Last Tuesday, December 20th, marked the 12th anniversary of the shooting death of Louis D. Brown. His moms, Tina Chery, has since found solace by founding the Louis D. Brown Peace Institute, an organization devoted to comforting and counseling the surviving victims and families of violence and working to prevent such crimes as youth gun violence. Ms Chery, along with a (unfortunately) growing legion of other mothers who have had to bury their children provide me with comfort. I've only met her this year and I'm mad (at myself) that I had not met her sooner. It is a noble cause but very emotional and some shT just ain't right. These women, mothers, daughters, grandmothers, and the men too - put in countless hours and sleepless night comforting families wounded by the battle scars of urban realities. Without time for convoluted commentary of complexities of the street's lure and existence, their plight goes largely unnoticed. But these are our heroes. Eighteen days after Louis was killed, my sisters and I witnessed the murder of a 21-year-old on our block while we were on our way to Wendy's for dinner. Herbert Louis Frazier, Jr. was shot in the head by his former homeboy over some shT no one still doesn't know to this day. But it's shT like that make you hang your head in shame. I'm not even from Boston, but the concrete jungle can truly be as cold as ice, when on a crisp January morning, you could be walking to school and that night someone is laying on their back as a stream of blood trickles across the sidewalk you walk along every day eight doors down from your crib.
brothers just don't know
how shit got to go
cuz I was told
to never give my back to the street
as I walk through the ghetto
dead souls I greet
Some people have life moments that never leave their mental imagery. This is one of mine. I grew up decently. No big money spenders or earners, but we got by. Food coupons got quietly incorporated into the cash flow like half of the neighborhood, but some true, true street shT was never the goal for any of us. Not even the ones from the crime families or with cousins or odler brothers head and shoulders in the game. It - life - was supposed to be on some simple shT like that Ghostface joint. Some would go on to college , some would go on to a 2-year joint, some would be lead astray, but to just completely fall apart?

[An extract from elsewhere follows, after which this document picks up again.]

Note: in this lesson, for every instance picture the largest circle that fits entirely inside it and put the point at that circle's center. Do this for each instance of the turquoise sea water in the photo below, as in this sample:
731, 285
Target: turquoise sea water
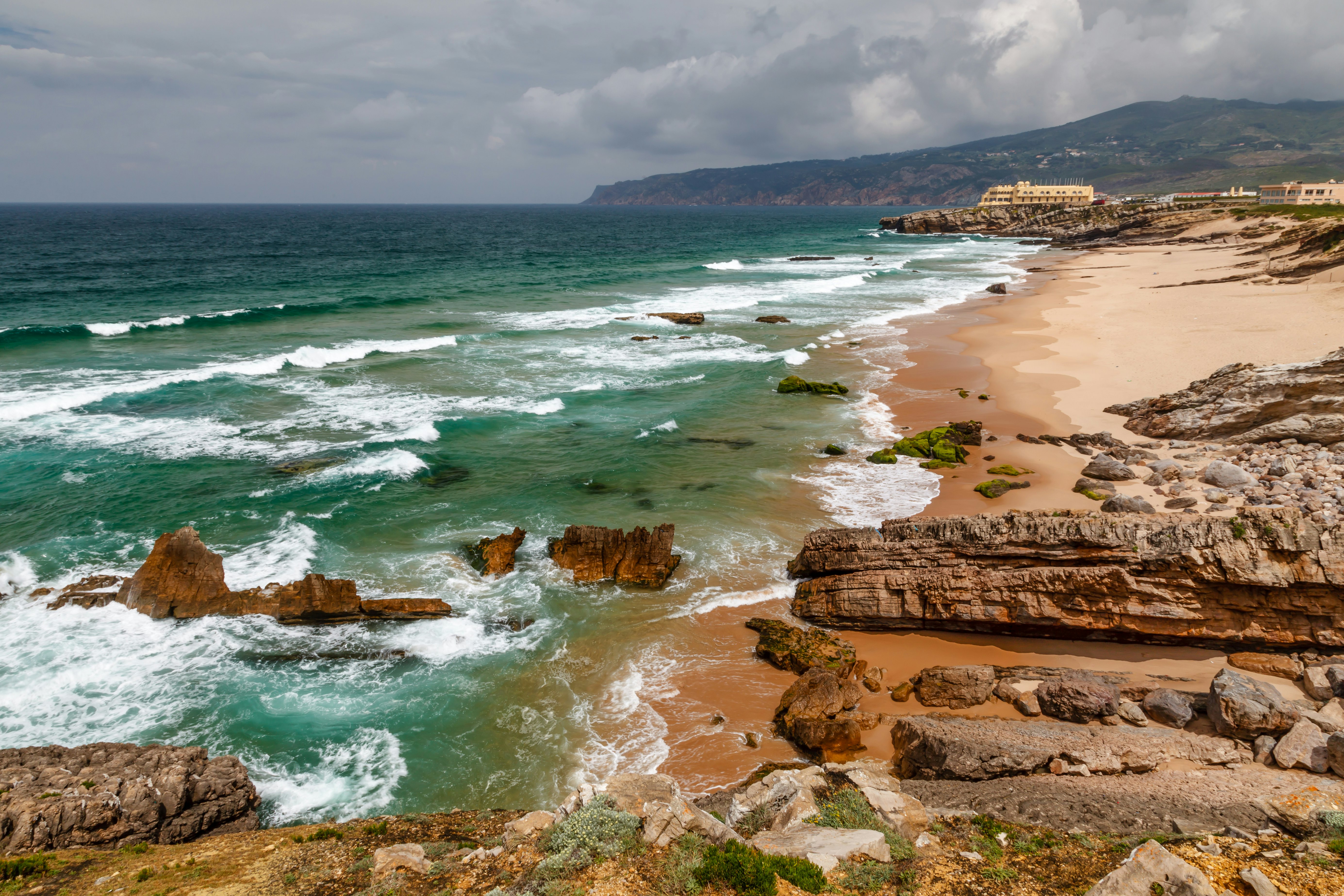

That's not how it was supposed to go down, B. At the vigil on this past Wednesay, I heard form several people, including two fellas who recently lost their peoples to violence. One kid's cousin was merc'd on Thanksgiving and played a moving piano piece, although he claimed to never have touched a piano before in his life. The other cat was a fellow group member of the Graveside, the group of which three of last week's four shootign victimes we also members. His words were unscripted but eloquent nonetheless. You could feel the pain in his heart. The worry in his bassline. The body shock that shook his existence. It is ok for a grown man to cry. It is his right.
see my man give him pound
then I walk with a frown
another minute
another brother's gunned down
-quotes from Li'l Dap, "I'm The Man"
I look back and wonder what the hell possessed me to travel for hours to school all those years when all I really wanted was to get home early enough to enjoy the rest of the daytime like everyone else. But of course, like Nas said, "nighttime is more trife than ever." So this Christmas, I'll enjoy my hours of solitude away from the peoples (the fam) and reflect on all of life's intricacies that I have blessed to enjoy and bask in the glory that has allowed me to keep breathing. Some people look with bewildered amazement when brothers my age say they are excited to have made it past the age of twenty-one. And in my case, I know I am not an exception, because there a lot of us doing our thing out there, but the fact that there's so much more work still to do is a burden that we bear solely. For brothers that get caught up too early. For brothers who lose their way. For the ones led astray. For those who get the experience of waking up on the morning on their 21st birthday. It's a shame that this is even my subject, but it is life, and alas, it is what you make it. But like my man M-1 said, "my environment made me the n!Gga I am." When we pour out a little something out for soldiers dead and gone, it's not only for those who died for their sins. But for those caught up in the cross-fire. Caught up in the streets. Caught up in moving too fast instead of going with the flow and enjoying their youth. So on this holiday season, I'll try to shake loose the mental imagery of bodies that I've seen slumped lifelessly on city streets, sidewalks, and parking lots and pray for a better existence in 2006. It's a stone's throw, but somebody's gotta fling it, nahmean. Stay Up. Say Word.